Men and women are different: diffusion tensor imaging reveals sexual dimorphism in the microstructure of the thalamus, corpus callosum and cingulum.
ABSTRACT Numerous magnetic resonance imaging (MRI) studies have addressed the question of morphological differences of the brain of men and women, reporting conflicting results regarding brain size and the ratio of gray and white matter. In the present study, we used diffusion tensor imaging (DTI) to delineate sex differences of brain white matter.
We investigated brain microstructure in 25 male and 25 female healthy subjects using a 3T MRI scanner. Whole-head DTI scans were analyzed without a-priori hypothesis using Tract-Based Spatial Statistics (TBSS) calculating maps of fractional anisotropy (FA), radial diffusivity (RD, a potential marker of glial alteration and changes in myelination) and axial diffusivity (AD, a potential marker of axonal changes).

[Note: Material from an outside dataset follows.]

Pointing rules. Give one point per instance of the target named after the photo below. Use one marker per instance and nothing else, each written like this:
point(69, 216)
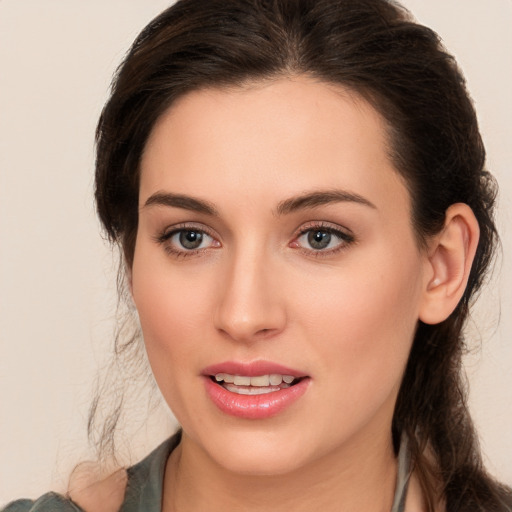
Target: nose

DTI revealed regional microstructural differences between the brains of male and female subjects. Those were prominent in the thalamus, corpus callosum and cingulum. Men showed significantly (p<0.0001) higher values of fractional anisotropy and lower radial diffusivity in these areas, suggesting that the observed differences are mainly due to differences in myelination.
As a novel finding we showed widespread differences in thalamic microstructure that have not been described previously. Additionally, the present study confirmed earlier DTI studies focusing on sexual dimorphism in the corpus callosum and cingulum. All changes appear to be based on differences in myelination. The sex differences in thalamic microstructure call for further studies on the underlying cause and the behavioral correlates of this sexual dimorphism. Future DTI group studies may carefully control for gender to avoid confounding.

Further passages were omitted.